1. 自定义分区逻辑(例如按照省份)
package com.gerry.bigdata.mapreduce.flowpartion;
import java.util.HashMap;
import org.apache.hadoop.io.Text;
import org.apache.hadoop.mapreduce.Partitioner;
import com.gerry.bigdata.mapreduce.flow.FlowBean;
/**
* 按照省份进行分区 本类是提供给MapTask用的
* MapTask通过这个类的getPartition方法,来计算他所产生的每一对kv数据分发给哪一个reduceTask
*
* @author gerry
*
*/
public class ProvincePartitioner extends Partitioner {
/**
* 相同的手机号key,分发到相同的reduce
*/
static HashMap codeMap = new HashMap();
static {
// map = AttributeJdbcUtil.loadTable();
codeMap.put("135", 0);
codeMap.put("136", 1);
codeMap.put("137", 2);
codeMap.put("138", 3);
codeMap.put("139", 4);
}
@Override
public int getPartition(Text key, FlowBean value, int numPartitions) {
// TODO Auto-generated method stub
Integer code = codeMap.get(key.toString().substring(0, 3));
return code == null ? 5 : code;
}
}
2. Job提交客户端
package com.gerry.bigdata.mapreduce.flow;
import org.apache.hadoop.conf.Configuration;
import org.apache.hadoop.fs.Path;
import org.apache.hadoop.io.Text;
import org.apache.hadoop.mapreduce.Job;
import org.apache.hadoop.mapreduce.lib.input.FileInputFormat;
import org.apache.hadoop.mapreduce.lib.output.FileOutputFormat;
import com.gerry.bigdata.mapreduce.flowpartion.ProvincePartitioner;
/**
* 用户的访问流量
*
* @author gerry
*
*/
public class JobSubmiter {
public static void main(String[] args) throws Exception {
Configuration conf = new Configuration();
Job job = Job.getInstance(conf);
job.setJarByClass(JobSubmiter.class);
// job.setJar("/home/gerry/pyspark/Bigdata/jars/logs.jar");
job.setMapperClass(FlowCountMapper.class);
job.setReducerClass(FlowCountReducer.class);
// 设置参数:mapTask在做数据分区时,用那个分区逻辑类(如果不指定,他会使用默认的HashPartitioner)
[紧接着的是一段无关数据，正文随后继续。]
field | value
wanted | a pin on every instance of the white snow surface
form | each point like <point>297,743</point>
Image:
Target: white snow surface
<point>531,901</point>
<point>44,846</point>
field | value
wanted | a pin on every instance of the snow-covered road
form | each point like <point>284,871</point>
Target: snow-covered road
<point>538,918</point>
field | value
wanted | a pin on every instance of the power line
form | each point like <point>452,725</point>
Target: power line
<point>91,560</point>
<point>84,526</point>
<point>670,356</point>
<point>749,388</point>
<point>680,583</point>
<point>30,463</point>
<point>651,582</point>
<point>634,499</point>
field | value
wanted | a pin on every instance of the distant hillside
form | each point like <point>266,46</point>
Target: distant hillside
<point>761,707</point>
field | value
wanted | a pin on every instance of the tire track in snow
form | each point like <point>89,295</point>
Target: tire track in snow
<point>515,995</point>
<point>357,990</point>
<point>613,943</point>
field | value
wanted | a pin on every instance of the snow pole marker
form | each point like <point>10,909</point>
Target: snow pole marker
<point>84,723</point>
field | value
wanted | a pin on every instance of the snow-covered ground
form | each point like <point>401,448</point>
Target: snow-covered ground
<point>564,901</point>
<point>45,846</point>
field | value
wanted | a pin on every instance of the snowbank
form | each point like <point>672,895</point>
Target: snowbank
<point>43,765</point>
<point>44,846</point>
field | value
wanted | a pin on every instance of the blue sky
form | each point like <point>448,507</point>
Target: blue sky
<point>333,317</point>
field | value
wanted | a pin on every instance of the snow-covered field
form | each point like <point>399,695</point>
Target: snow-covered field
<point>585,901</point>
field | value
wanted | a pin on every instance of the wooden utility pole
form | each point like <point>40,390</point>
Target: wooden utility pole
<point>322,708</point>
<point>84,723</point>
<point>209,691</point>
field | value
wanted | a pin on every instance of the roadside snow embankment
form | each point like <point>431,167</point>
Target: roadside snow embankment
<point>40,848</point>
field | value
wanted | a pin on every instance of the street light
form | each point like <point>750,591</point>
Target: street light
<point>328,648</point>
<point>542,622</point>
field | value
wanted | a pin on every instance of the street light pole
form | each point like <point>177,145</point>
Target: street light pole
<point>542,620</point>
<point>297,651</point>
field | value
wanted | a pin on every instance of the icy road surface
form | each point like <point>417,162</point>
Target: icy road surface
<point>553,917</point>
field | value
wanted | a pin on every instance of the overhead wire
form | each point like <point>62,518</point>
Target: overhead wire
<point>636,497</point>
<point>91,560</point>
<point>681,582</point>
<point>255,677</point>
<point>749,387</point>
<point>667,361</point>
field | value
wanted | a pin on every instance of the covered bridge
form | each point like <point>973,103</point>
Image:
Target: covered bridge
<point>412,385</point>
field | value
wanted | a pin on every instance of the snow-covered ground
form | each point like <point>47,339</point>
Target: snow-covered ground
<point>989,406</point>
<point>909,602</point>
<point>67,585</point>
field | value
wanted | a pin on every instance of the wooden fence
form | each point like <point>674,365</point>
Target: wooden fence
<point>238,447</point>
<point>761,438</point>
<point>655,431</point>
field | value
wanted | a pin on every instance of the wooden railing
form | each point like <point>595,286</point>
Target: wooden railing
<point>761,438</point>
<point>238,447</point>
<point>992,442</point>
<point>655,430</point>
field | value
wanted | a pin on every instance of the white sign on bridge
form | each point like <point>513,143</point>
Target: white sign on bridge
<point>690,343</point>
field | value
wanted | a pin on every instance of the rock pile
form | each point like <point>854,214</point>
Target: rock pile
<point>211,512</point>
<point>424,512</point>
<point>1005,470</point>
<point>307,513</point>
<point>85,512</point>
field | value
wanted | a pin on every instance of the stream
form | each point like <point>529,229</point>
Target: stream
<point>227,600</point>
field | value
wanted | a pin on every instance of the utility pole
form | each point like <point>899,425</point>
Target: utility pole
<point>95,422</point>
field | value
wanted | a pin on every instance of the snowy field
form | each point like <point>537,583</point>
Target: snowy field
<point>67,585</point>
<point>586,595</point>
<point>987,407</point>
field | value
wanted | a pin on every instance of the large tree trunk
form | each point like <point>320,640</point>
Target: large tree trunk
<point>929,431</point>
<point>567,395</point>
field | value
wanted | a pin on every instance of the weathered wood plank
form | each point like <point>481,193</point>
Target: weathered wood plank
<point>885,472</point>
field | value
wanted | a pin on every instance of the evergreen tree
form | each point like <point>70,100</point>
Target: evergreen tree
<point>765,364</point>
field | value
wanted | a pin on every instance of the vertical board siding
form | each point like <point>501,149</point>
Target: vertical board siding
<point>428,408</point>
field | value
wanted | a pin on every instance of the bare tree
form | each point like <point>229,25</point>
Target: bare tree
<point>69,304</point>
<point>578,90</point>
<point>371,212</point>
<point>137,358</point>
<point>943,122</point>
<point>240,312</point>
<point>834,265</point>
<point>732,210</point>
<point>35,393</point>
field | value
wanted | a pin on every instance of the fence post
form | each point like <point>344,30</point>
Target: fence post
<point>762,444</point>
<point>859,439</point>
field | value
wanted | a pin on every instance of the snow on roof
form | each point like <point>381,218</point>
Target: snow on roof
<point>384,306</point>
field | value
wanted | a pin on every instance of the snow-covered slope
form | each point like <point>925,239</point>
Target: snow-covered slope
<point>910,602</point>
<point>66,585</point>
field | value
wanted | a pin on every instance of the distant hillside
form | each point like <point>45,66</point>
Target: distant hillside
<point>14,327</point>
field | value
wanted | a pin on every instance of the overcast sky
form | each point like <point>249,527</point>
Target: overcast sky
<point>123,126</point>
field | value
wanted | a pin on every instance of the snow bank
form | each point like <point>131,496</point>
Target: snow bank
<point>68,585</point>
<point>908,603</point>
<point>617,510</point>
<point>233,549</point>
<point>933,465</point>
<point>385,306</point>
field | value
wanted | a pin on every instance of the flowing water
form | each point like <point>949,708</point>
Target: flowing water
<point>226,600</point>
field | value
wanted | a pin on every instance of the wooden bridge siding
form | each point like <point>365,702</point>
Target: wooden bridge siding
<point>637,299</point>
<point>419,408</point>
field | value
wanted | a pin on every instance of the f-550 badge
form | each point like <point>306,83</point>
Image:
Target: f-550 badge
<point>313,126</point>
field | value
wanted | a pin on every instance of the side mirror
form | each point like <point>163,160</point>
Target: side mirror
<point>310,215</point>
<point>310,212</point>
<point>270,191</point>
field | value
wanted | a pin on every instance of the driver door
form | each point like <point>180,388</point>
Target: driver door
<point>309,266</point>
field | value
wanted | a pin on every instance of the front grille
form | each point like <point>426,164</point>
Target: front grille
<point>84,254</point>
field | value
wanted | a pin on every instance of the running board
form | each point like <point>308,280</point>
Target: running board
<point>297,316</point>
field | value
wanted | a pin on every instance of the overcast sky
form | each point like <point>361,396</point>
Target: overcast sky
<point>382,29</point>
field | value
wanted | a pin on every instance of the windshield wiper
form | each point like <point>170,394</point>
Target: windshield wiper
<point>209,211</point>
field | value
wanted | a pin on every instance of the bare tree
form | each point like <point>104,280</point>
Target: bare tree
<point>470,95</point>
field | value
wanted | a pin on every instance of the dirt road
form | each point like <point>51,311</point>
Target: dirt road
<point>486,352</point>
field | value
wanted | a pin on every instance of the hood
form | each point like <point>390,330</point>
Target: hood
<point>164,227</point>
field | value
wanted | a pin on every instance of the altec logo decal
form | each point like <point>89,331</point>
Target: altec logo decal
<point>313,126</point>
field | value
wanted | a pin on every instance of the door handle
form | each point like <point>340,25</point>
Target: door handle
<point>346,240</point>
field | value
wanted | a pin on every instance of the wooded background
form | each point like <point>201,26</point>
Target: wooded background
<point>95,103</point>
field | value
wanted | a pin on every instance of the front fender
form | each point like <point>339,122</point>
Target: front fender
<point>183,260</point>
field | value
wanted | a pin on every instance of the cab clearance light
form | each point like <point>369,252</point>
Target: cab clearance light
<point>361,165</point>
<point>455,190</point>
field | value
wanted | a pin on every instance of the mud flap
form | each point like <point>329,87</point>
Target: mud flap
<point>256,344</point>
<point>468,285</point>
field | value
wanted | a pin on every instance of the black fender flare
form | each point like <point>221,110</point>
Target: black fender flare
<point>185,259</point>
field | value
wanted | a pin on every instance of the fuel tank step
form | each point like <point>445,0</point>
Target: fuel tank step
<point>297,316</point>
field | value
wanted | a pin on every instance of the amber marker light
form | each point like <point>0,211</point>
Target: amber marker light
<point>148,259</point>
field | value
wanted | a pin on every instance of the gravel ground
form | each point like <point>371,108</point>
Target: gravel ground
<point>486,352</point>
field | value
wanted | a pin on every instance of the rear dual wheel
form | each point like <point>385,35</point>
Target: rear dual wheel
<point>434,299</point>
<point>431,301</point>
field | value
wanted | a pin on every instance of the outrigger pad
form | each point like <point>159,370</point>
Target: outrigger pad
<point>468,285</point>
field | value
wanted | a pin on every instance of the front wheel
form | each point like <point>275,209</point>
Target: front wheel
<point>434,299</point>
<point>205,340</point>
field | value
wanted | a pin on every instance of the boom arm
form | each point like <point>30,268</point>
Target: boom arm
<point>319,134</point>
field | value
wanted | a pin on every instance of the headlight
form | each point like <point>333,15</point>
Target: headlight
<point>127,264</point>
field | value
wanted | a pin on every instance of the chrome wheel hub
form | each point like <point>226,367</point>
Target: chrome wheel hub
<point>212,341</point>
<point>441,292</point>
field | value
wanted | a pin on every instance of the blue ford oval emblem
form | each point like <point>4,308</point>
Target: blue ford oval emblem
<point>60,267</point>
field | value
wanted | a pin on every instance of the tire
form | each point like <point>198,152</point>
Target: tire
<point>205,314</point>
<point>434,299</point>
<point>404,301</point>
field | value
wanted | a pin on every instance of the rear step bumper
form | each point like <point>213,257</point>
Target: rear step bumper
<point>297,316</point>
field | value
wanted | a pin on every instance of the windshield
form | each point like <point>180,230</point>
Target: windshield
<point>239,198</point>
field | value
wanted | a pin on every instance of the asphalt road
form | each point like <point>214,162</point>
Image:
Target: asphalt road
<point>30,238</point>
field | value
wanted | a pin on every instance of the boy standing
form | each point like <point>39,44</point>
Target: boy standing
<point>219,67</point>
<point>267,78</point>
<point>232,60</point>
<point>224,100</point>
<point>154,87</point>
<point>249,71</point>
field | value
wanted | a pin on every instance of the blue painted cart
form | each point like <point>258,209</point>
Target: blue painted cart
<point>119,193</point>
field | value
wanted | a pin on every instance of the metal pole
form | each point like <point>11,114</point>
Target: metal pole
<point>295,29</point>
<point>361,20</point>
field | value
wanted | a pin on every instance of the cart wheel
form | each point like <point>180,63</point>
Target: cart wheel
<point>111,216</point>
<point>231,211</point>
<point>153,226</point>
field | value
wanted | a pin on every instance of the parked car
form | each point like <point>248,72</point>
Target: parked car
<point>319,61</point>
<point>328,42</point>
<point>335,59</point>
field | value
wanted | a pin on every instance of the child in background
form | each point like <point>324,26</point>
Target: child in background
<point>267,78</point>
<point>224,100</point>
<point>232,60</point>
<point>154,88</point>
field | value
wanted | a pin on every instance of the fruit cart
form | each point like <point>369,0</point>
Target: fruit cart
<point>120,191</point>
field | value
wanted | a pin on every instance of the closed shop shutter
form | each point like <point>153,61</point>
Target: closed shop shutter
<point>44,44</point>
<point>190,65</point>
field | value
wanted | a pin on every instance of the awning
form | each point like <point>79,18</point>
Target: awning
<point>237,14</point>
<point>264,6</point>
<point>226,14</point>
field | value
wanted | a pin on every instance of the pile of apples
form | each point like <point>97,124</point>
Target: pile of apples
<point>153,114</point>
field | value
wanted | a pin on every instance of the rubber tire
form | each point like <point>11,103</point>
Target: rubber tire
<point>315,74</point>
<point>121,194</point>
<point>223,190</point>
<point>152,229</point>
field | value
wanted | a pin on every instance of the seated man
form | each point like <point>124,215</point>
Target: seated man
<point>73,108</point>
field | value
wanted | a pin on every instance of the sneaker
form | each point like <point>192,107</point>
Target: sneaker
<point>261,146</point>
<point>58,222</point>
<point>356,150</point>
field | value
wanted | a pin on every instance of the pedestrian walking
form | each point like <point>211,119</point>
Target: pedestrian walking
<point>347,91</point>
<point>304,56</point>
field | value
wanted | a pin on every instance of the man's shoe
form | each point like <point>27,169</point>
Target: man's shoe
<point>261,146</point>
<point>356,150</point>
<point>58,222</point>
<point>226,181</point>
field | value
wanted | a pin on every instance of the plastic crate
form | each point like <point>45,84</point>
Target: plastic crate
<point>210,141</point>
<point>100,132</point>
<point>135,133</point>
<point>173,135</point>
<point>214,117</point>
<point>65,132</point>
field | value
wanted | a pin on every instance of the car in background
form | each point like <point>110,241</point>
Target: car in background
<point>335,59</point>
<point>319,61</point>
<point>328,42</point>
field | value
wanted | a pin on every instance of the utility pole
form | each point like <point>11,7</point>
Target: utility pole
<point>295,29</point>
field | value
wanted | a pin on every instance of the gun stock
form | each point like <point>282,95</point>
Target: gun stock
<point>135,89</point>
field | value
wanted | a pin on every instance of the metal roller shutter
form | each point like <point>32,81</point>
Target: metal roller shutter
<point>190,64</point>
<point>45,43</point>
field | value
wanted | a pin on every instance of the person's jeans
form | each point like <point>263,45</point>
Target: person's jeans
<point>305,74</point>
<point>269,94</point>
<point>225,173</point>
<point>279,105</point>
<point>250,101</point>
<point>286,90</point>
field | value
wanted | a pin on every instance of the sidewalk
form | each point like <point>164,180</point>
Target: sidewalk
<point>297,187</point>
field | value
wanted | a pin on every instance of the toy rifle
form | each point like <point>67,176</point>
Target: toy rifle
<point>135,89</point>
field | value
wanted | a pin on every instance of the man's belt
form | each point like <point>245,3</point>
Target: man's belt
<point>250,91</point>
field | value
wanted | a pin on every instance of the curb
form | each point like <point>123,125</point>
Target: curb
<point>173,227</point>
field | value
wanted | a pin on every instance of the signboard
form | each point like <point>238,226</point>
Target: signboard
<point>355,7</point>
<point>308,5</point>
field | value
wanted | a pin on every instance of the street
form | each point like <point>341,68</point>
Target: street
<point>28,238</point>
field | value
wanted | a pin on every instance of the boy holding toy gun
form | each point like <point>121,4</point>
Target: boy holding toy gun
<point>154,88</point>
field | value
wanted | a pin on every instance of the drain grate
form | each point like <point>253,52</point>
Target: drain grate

job.setPartitionerClass(ProvincePartitioner.class);
// 由于我们的ProvincePartitioner可能会产生6中分区号,所以,需要6个reduce task来接收
job.setNumReduceTasks(6);
job.setMapOutputKeyClass(Text.class);
job.setMapOutputValueClass(FlowBean.class);
job.setOutputKeyClass(Text.class);
job.setOutputValueClass(FlowBean.class);
Path inputPath = new Path("/home/gerry/pyspark/Bigdata/data/logs/input");
Path outPath = new Path("/home/gerry/pyspark/Bigdata/data/logs/output");
// FileSystem fs = FileSystem.get(new URI("hdfs://172.16.0.2:9000/"), conf, "root");
// if (fs.exists(outPath)) {
// fs.delete(outPath, true);
// }
FileInputFormat.setInputPaths(job, inputPath);
FileOutputFormat.setOutputPath(job, outPath);
// job.setNumReduceTasks(3);
boolean result = job.waitForCompletion(true);
System.exit(result ? 0 : 1);
}
}
3. Mapper端
package com.gerry.bigdata.mapreduce.flow;
import java.io.IOException;
import org.apache.hadoop.io.LongWritable;
import org.apache.hadoop.io.Text;
import org.apache.hadoop.mapreduce.Mapper;
public class FlowCountMapper extends Mapper {
@Override
protected void map(LongWritable key, Text value, Context context) throws IOException, InterruptedException {
// TODO Auto-generated method stub
String line = value.toString();
String[] fields = line.split("\t");
String phoneNum = fields[1];
int upFlow = Integer.parseInt(fields[fields.length - 3]);
int downFlow = Integer.parseInt(fields[fields.length - 2]);
context.write(new Text(phoneNum), new FlowBean(phoneNum, upFlow, downFlow));
}
}
4. Reducer端
package com.gerry.bigdata.mapreduce.flow;
import java.io.IOException;
import org.apache.hadoop.io.Text;
import org.apache.hadoop.mapreduce.Reducer;
public class FlowCountReducer extends Reducer {
/**
* key是某个手机号, values:是这个手机号所产生的所有访问记录中的流量数据
*
* <135,FlowBean1> <135,FlowBean2><135,FlowBean3><135,FlowBean4>
*/
@Override
protected void reduce(Text Key, Iterable values, Context context)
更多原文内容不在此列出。